如何将这个代码更改成一个跟为简单的形式
public void fillPuzzle(int numOfNumbers, int numOfConstraints)
throws IllegalArgumentException{
final int quad = (int)Math.pow(size, 2);
final int quadC = quad - size;
ArrayList list = new ArrayList();
TreeSet rec = new TreeSet();
if (numOfNumbers > Math.pow(grid.length, 2))
throw new IllegalArgumentException("numOfNumbers exceeded table "
+ "size (" + quad + "). Found: " + numOfNumbers );
else if (numOfNumbers < 0)
throw new IllegalArgumentException("numOfNumbers can not be "
+ "negative. Found:" + numOfNumbers );
if (numOfConstraints > (quadC * 2))
throw new IllegalArgumentException("numOfConstraints exceeded "
+ "table size (" + (quadC * 2) + "). Found: "
+ numOfConstraints);
else if (numOfConstraints < 0)
throw new IllegalArgumentException("numOfConstraints can not be "

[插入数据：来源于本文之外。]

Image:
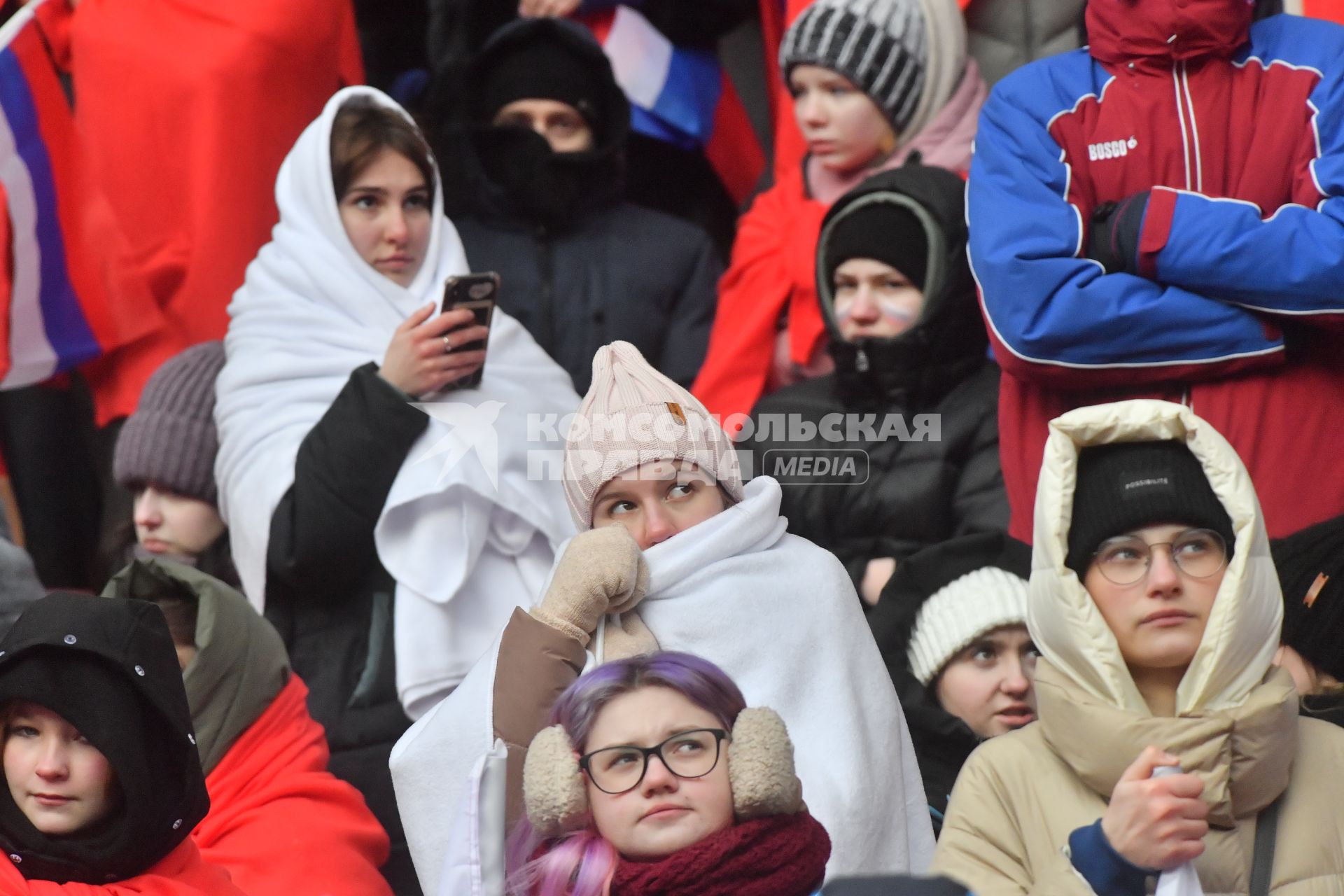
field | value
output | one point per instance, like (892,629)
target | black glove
(1116,229)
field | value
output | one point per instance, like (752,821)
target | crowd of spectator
(958,520)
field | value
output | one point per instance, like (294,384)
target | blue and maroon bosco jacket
(1237,304)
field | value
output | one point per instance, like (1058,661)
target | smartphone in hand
(475,292)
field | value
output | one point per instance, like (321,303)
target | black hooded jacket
(942,742)
(109,669)
(578,265)
(902,493)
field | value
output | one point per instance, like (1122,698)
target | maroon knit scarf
(776,856)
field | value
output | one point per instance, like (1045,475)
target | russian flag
(682,96)
(57,292)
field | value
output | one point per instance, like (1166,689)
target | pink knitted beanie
(634,415)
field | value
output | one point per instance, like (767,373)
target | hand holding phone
(432,352)
(475,293)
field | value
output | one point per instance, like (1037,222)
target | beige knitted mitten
(629,638)
(603,571)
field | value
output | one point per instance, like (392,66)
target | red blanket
(181,874)
(187,109)
(280,822)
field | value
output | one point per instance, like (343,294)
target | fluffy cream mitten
(629,638)
(603,571)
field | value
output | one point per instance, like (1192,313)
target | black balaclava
(527,183)
(109,668)
(913,219)
(1128,485)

+ "negative. Found:" + numOfConstraints );
/* Fill the grid legally using Random. */
for (int i = 0; i < size; i++) {
for (int j = 0; j < size; j++) {
for (int k = 0; k < j; k++) {
rec.add(grid[i][k].get() - 1);
}
for (int k = 0; k < size; k++) {
if (!rec.contains(k)) {list.add(k);}
}
for (int k = 0; k < i; k++) {
list.remove(new Integer(grid[k][j].get() - 1));
}
if (!list.isEmpty()) {
int r = list.get(rdm.nextInt(list.size()));
setSquare(i, j, r + 1);
rec.add(r);
} else {
j = -1;
rec.clear();
}
list.clear();
}
rec.clear();
}
if (!isLegal()) {
fillPuzzle();
return;
分为业务抽离和算法抽离。
首先你要分析自己的业务场景,尤其是算法,看看是否可以精简。而不是这种不断的for循环。